Il y aura toujours quelqu’un qui voudra t’assassiner. Parce que ta peau n’est pas de la bonne teinte, parce que ton nom n’est pas d’ici, parce que tes yeux sont bleus quand les leurs sont noirs, ou noirs lorsque les leurs sont bleus. Et que dieu, ou ce qui lui fait office, te préserve de naitre albinos, ou sourd, ou muet, ou différent. Pas assez de ceci, ou un peu trop de cela. Un rien suffit.

Ou encore ce sera parce que tu ne crois pas aux bons dieux, ou que tu ne crois pas, ce qui pour eux revient au même. Ils te reprocheront d’avoir tes racines dans le ciel, d’être un enfant du vent. Ils voudront t’interdire de fouler le sol qui était pourtant là bien avant que le premier homme y dépose ses pas, et qui sera encore là longtemps après la dernière marche.

Peut-être seront-ils envieux de ton bonheur parce qu’ils ne sont pas heureux et n’ont jamais su l’être, ou alors ils prendront ombrage du malheur qui t’afflige, car il les force à remettre en question le peu qu’ils pensent posséder. Ils diront que ton éloquence les insulte, et que ton silence les offense.

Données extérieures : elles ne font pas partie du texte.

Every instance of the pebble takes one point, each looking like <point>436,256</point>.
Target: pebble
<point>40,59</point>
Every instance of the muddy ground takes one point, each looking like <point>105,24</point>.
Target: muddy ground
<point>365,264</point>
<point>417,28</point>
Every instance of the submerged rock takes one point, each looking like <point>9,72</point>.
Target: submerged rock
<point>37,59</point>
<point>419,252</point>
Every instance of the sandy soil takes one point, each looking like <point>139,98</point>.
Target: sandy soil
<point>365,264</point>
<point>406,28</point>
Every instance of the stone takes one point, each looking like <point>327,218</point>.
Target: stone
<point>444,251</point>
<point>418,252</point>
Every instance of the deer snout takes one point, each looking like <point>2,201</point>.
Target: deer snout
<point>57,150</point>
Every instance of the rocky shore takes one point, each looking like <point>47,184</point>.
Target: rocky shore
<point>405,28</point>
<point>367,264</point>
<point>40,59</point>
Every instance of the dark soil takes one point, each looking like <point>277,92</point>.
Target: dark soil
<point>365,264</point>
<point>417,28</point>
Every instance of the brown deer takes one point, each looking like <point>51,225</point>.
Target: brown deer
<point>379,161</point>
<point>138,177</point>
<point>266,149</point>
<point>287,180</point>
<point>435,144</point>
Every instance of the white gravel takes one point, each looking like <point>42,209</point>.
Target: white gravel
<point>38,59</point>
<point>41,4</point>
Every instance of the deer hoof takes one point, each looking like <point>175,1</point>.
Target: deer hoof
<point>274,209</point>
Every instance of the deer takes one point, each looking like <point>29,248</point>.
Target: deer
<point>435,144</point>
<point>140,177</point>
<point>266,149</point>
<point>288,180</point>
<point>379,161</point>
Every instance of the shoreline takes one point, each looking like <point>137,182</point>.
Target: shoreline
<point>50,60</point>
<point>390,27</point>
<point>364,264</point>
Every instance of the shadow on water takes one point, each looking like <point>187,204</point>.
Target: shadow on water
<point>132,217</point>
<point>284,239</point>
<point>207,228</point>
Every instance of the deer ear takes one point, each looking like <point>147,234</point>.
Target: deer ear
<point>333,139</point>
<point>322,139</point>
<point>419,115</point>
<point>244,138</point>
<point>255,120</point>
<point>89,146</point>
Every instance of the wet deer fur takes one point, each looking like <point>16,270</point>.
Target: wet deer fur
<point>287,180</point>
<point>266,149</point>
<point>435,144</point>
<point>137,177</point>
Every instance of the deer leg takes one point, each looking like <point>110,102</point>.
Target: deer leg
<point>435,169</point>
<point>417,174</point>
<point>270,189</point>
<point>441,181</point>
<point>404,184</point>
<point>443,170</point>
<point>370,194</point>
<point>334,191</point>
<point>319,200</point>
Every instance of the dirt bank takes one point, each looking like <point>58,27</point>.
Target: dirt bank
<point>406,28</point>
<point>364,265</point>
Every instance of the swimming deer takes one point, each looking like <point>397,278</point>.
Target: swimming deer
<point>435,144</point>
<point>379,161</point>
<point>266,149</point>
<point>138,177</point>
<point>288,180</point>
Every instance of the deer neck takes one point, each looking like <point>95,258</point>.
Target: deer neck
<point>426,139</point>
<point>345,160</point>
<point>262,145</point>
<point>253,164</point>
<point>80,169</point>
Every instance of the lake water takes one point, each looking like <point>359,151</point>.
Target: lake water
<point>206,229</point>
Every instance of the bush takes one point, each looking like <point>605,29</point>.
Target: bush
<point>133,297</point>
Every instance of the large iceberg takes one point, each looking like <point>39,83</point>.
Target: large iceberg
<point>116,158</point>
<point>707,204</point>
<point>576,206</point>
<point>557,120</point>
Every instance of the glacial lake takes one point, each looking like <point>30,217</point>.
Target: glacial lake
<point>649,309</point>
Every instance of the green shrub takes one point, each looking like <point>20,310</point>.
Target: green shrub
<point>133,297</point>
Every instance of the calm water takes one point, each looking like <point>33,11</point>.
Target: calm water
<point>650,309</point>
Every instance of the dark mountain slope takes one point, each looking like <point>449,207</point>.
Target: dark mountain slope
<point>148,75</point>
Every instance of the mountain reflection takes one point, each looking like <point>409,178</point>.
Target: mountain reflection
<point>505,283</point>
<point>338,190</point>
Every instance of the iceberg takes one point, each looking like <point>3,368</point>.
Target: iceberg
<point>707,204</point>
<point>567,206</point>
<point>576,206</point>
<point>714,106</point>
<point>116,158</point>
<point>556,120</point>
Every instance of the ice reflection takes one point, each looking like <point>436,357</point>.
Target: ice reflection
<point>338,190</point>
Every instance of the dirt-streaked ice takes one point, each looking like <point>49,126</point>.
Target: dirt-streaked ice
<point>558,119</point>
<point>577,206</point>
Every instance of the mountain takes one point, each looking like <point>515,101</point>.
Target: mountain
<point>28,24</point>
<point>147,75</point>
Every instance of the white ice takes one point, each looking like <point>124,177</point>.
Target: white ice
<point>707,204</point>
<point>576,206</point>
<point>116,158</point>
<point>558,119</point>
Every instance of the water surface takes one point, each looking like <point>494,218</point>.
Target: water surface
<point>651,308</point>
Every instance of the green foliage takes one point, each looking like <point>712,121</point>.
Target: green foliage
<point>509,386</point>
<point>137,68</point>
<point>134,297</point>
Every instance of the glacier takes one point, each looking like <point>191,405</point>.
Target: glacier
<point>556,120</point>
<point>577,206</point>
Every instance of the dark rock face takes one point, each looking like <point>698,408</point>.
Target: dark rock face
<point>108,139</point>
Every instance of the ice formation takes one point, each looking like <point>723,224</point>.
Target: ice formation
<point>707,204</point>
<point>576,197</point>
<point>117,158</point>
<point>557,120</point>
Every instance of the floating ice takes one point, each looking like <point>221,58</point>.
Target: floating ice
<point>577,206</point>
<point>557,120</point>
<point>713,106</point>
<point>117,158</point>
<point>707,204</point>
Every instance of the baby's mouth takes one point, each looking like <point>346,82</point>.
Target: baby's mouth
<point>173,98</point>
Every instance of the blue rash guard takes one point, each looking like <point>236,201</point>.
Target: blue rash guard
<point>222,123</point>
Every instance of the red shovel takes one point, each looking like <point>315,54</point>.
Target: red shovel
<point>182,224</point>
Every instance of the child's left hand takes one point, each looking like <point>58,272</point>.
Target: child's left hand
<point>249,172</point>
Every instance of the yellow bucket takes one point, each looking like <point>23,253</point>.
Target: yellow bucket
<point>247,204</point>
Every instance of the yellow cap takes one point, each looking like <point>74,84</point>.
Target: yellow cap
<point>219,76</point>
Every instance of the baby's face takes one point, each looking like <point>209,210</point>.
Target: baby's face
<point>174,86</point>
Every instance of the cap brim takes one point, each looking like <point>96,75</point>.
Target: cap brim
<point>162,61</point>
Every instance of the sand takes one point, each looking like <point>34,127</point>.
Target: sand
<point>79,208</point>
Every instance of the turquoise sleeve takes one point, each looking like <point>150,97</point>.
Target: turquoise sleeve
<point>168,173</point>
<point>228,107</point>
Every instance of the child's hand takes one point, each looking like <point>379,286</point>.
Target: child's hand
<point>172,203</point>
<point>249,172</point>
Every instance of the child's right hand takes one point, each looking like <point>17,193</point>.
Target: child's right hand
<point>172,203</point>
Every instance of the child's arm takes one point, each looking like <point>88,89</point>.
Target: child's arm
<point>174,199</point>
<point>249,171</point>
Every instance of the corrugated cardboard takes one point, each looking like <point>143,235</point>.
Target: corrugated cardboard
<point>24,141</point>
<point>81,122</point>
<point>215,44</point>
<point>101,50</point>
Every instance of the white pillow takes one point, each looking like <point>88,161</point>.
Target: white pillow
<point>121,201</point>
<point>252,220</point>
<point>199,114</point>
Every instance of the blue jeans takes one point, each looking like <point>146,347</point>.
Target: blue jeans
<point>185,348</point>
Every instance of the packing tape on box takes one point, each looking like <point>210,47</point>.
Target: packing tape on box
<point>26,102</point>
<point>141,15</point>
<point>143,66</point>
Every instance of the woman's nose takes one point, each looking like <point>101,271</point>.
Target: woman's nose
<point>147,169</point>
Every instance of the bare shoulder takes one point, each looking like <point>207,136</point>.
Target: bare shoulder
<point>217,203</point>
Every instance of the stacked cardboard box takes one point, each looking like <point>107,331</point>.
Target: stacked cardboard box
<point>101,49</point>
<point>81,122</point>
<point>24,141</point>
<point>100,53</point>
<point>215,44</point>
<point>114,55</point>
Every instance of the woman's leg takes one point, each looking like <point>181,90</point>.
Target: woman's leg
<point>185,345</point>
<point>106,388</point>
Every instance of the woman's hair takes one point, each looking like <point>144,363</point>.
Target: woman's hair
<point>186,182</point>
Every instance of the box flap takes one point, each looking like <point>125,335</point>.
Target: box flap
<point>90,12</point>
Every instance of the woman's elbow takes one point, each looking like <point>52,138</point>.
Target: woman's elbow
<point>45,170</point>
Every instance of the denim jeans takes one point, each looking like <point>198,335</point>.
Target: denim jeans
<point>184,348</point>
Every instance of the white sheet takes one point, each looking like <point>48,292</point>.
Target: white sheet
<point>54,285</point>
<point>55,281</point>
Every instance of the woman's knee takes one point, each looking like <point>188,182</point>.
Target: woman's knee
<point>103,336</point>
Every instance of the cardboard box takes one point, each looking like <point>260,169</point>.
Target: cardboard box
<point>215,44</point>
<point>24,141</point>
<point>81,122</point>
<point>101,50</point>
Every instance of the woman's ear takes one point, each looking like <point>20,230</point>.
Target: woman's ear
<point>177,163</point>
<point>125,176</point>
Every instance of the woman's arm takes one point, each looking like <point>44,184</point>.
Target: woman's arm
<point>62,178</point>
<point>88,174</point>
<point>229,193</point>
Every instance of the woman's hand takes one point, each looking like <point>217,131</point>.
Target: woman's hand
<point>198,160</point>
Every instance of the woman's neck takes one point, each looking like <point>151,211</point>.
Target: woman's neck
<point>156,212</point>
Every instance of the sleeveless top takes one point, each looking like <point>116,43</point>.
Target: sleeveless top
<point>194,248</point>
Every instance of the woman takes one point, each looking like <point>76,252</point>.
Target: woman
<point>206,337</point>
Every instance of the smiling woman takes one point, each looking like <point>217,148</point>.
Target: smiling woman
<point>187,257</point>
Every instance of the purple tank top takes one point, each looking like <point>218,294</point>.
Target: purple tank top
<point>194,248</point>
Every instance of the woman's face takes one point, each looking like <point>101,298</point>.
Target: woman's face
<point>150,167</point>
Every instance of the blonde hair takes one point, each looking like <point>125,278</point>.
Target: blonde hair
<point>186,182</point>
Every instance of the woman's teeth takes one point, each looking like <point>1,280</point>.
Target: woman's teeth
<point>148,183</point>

Ils te demanderont de prendre parti pour l’injustice, ou alors de la subir si tu refuses. Ils apporteront la guerre là où tu essaies de vivre en paix. Ils refuseront la paix, car ils ne connaissent que la guerre. Si tu penses trop, si tu portes en toi le savoir, si tu l’offres sans contrepartie, ils diront que tu es subversif, que tu sèmes la discorde, que tu dois disparaitre.

Partout, la même rengaine. Nulle part, le repos. Quoi que tu fasses, qui que tu sois, quelqu’un quelque part y verra une abomination. Le monde est ainsi fait que certains pensent ne pas pouvoir vivre tant que tu ne seras pas mort, combien même rien ne te soit plus cher que de préserver la leur de vie.

Et systématiquement, c’est l’innocence que l’on assassine. Comment pourrait-il en aller autrement ?

Ce monde tel que tu le découvres, je ne l’ai pas fait. Il n’est pas à mon image, et je le regrette. On y trouve parfois la paix, rarement la justice. L’amour y sert de consolation, mais c’est une eau qui n’éteint pas la soif.

L’enfer n’existe pas, pour la simple raison qu’il n’a nul besoin d’être, puisque les hommes savent si bien en faire un du monde.

Je n’ai pas de réponses. Et je t’invite à te méfier de tous ceux qui prétendront le contraire.

Certes, la vaste majorité des hommes seront indifférents à ta vie. Parfois, tu y verras une chance. Un jour, lucide, tu comprendras que c’est dans cette indifférence que tu penses salvatrice que le mal puise sa source. C’est d’indifférence que le monde crève.

Ce qui fait d’un homme un homme, ce qui fera de toi un homme, ce n’est pas de ne pas prendre part à cette mécanique. Il ne suffit pas d’être bon. Il ne suffit pas de ne pas contribuer à perpétuer l’injustice. Encore te faudra-t-il trouver la force de t’y opposer, de refuser les idées prêtes à porter et le confort qu’elles procurent. Il te faudra trouver une morale qui ne tienne sur rien d’autre que les fondements même de ton humanité. Il te faudra vivre ta différence non comme une affliction, ni comme une force, mais comme la simple expression de l’altérité en chacun de nous.

Il te faudra savoir reconnaitre le dogme quand elle prétend être une pensée, et la pensée qui se cache dans les moindres choses.

Être un homme, ce n’est ni mourir vieux ni posséder beaucoup. Encore faut-il avoir vécu, et la vie ne se mesure pas aux années.

Il y aura toujours quelqu’un qui voudra t’assassiner. Parce que tu n’es pas tout à fait né du sang d’ici, ni tout à fait pétri du sang de là-bas. Ce n’est pas un cadeau qu’un tel héritage, je le sais bien. Mais les héritages sont faits pour être dilapidés. Tu ne dois allégeance à personne d’autre qu’à toi-même, et cette liberté est un bien précieux.

Ce sang qui coule en toi, et que tant voudront verser à l’autel de leurs folies, c’est celui de l’humanité. Tant que jamais tu ne vois en l’autre un sang inférieur au tien, tant que tu sais que nous baignons tous dans le même fleuve gonflé de larmes, alors tu seras un homme, mon fils.